Google still is China’s second-most-popular search service based on use of the Hong Kong site and others abroad. It leads rivals such as Sogou, Tencent Soso and Zhongsou, which have market shares at or below 1 percent.

But the lack of a local presence will hurt as competition for new users spreads to mobile phones and the countryside, where users speak little English and will want a Chinese search engine, Yu said.

Baidu is in a very good position to grab more market share,” he said.

In a new blow to its public visibility, a leading a Chinese portal,, said this week it would no longer use Google. The search giant has ended a series of such partnerships as it stopped providing censored results.

Baidu has expanded aggressively, rolling out new services in the past year in an effort to differentiate a company long seen as a Google imitator.

New competitors including state media also are jumping into the market with search and social media products. The government’s Xinhua News Agency launched a search engine last year in a partnership with state-owned China Mobile Ltd., the world’s biggest phone carrier by subscribers.

Google faces another challenge from new regulations that tighten control over online map services.
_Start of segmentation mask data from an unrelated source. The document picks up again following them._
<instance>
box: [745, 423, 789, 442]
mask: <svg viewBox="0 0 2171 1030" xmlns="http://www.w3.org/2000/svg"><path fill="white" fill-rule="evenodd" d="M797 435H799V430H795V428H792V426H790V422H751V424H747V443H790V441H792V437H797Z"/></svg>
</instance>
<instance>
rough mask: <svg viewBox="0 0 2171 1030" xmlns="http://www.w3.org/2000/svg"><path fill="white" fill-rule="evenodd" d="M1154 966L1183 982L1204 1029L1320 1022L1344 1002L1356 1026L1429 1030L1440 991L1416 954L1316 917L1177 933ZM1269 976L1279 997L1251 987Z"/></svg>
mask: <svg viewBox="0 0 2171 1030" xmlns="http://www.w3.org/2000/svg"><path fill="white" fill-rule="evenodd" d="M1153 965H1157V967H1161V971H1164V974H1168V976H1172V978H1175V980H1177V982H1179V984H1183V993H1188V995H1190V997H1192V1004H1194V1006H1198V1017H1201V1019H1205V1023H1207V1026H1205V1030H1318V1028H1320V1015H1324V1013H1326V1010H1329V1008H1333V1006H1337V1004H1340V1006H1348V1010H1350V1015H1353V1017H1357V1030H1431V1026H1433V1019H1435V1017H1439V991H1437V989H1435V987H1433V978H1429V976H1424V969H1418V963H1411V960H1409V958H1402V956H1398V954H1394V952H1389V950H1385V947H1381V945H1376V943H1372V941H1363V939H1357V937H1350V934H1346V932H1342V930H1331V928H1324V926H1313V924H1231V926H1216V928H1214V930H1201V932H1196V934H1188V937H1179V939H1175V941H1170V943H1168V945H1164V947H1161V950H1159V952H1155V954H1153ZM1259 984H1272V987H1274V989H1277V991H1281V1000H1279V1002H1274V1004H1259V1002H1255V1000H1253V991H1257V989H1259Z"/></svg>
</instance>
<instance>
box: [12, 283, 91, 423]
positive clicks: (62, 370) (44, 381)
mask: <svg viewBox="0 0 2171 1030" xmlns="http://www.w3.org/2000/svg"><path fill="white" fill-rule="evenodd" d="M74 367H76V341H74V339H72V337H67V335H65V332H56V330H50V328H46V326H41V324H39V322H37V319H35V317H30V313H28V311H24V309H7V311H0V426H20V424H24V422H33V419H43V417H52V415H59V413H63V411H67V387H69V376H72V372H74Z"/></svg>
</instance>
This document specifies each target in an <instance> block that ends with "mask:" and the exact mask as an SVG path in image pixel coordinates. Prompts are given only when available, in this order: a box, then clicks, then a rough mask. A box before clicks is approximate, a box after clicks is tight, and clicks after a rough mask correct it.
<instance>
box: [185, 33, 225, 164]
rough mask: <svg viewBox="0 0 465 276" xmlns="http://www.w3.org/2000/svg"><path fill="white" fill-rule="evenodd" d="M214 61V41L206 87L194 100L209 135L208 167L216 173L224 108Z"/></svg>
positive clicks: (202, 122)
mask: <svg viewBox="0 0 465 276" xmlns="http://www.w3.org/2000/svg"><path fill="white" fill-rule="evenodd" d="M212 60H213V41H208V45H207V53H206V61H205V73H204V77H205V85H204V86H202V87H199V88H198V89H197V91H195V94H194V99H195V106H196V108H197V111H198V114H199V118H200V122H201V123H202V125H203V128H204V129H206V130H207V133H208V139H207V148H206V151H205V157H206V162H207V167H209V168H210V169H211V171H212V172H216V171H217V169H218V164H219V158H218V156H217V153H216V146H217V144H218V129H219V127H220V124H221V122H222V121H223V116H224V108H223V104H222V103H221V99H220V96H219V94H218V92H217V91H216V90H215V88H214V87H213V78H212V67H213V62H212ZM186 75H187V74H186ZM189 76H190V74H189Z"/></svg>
On Thursday, the deadline to apply for licenses, Google said it was “in discussions with the government about how we could offer a maps product in China.”

Google maps is one of the services that people still like a lot,” said Yap. “If they can’t provide the service in the future, people will use Google less and less.”

Yu said Google’s situation might change if a planned handover of power next year from President Hu Jintao and other Chinese leaders to a younger generation leads to a shift in official attitudes.

“New officials will be in place,” he said, “so things could change at that time.”